Lighter Wine Bottle Education Campaign

  • Catena Appellation Vista Flores Malbec is being used to champion the education campaign in the US through its strong by the glass listings in key outlets across the country in both the on and off-trades including national chains such as Fogo de Chao and NOBU and independent restaurants like Little Basil in New York, Izzy’s Steak and Chops in San Francisco, and Water Grill in Los Angeles.
  • All Catena Appellation brand wines to importer and retailer Gall and Gall (with 600 stores in Holland) will be bottled in the lighter glass. Ahold Delhaize (which owns Gall and Gall) is a founding partner along with Catena of the Sustainable Wine Roundtable. In-store displays and staff training will educate consumers about the environmental benefit of ultra-light bottles.

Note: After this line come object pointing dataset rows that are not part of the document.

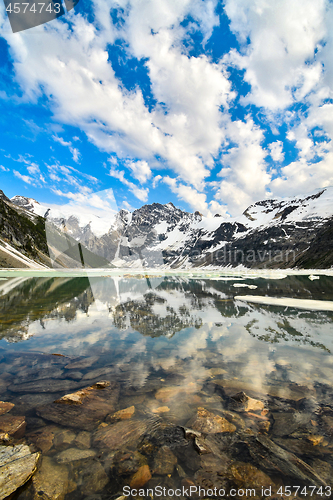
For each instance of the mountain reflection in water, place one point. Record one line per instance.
(172, 345)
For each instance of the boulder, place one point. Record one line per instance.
(124, 414)
(51, 481)
(84, 409)
(12, 425)
(141, 477)
(165, 461)
(120, 434)
(5, 407)
(209, 423)
(17, 466)
(243, 403)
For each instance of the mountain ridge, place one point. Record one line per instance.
(274, 233)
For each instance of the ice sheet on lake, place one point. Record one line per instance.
(315, 305)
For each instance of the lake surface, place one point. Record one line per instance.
(253, 383)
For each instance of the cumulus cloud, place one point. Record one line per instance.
(140, 170)
(75, 152)
(285, 52)
(276, 151)
(72, 66)
(244, 176)
(24, 178)
(279, 61)
(140, 193)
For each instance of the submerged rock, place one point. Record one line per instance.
(141, 477)
(124, 414)
(127, 463)
(74, 455)
(63, 439)
(286, 423)
(44, 439)
(99, 372)
(37, 374)
(82, 363)
(247, 476)
(5, 407)
(209, 423)
(93, 478)
(83, 440)
(84, 409)
(275, 459)
(51, 481)
(12, 425)
(165, 461)
(120, 434)
(45, 385)
(242, 402)
(17, 465)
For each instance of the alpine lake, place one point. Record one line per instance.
(166, 386)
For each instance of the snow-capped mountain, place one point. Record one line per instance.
(289, 232)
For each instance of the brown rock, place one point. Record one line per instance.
(161, 409)
(4, 437)
(201, 446)
(126, 463)
(74, 455)
(315, 439)
(120, 434)
(247, 476)
(124, 414)
(94, 405)
(242, 402)
(82, 363)
(165, 461)
(63, 439)
(209, 423)
(99, 372)
(17, 465)
(141, 477)
(94, 479)
(14, 426)
(5, 407)
(51, 481)
(44, 440)
(45, 385)
(82, 440)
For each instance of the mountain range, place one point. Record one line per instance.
(272, 233)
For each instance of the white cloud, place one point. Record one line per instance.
(140, 193)
(244, 175)
(276, 151)
(75, 152)
(196, 200)
(24, 178)
(72, 66)
(33, 168)
(156, 180)
(140, 170)
(61, 141)
(279, 62)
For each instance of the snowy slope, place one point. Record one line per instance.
(164, 236)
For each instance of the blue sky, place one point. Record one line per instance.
(211, 105)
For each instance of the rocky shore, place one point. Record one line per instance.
(68, 434)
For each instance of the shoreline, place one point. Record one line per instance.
(207, 272)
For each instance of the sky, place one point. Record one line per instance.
(206, 104)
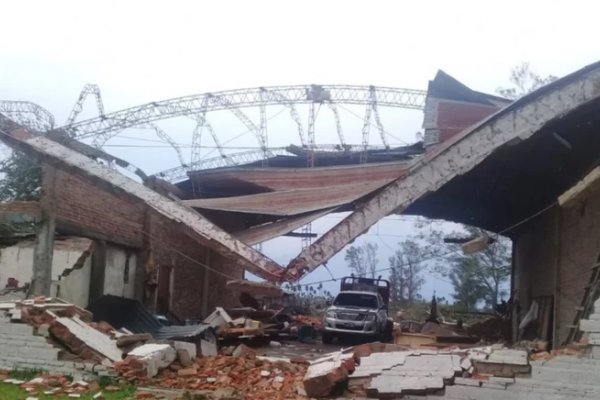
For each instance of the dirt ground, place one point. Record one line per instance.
(292, 348)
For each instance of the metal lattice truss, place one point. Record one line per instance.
(196, 107)
(28, 114)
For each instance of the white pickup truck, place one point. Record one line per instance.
(359, 310)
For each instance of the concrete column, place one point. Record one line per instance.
(44, 239)
(205, 285)
(42, 257)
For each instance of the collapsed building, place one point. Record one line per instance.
(525, 169)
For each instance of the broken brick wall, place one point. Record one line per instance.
(100, 212)
(103, 213)
(554, 254)
(172, 247)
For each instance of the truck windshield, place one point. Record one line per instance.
(356, 300)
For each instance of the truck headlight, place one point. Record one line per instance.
(370, 317)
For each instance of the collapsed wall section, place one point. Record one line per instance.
(554, 256)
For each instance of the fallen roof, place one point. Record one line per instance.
(194, 224)
(576, 94)
(293, 201)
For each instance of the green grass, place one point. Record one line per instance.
(14, 392)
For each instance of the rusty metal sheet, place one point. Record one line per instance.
(295, 178)
(198, 227)
(275, 229)
(462, 153)
(290, 202)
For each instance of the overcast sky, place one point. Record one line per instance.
(141, 51)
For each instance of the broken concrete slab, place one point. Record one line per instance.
(376, 363)
(154, 357)
(190, 348)
(91, 337)
(387, 386)
(321, 377)
(218, 318)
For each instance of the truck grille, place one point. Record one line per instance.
(351, 316)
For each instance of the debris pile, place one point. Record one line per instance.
(248, 375)
(57, 385)
(384, 371)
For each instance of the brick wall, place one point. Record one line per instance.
(99, 212)
(96, 211)
(26, 207)
(560, 246)
(172, 247)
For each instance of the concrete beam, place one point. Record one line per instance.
(459, 155)
(199, 227)
(272, 230)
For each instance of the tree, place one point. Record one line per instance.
(468, 291)
(524, 81)
(22, 178)
(362, 260)
(406, 277)
(475, 277)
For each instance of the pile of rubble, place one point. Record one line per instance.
(57, 385)
(69, 337)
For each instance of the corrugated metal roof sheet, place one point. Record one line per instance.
(126, 313)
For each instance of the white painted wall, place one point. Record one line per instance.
(17, 262)
(115, 281)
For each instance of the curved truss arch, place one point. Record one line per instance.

  • The Catena ‘High Mountain Vines’ wines will transition to a new 33% lighter bottle, which is a bit taller and thinner. The wine is Catena’s best-selling luxury wine distributed in 72 countries. Catena is working with C&C for the roll out in the UK with other campaigns across Europe and the US.

* Catena Zapata is distributed in the UK by Bibendum and the C&C Group - commercial partners to The Buyer.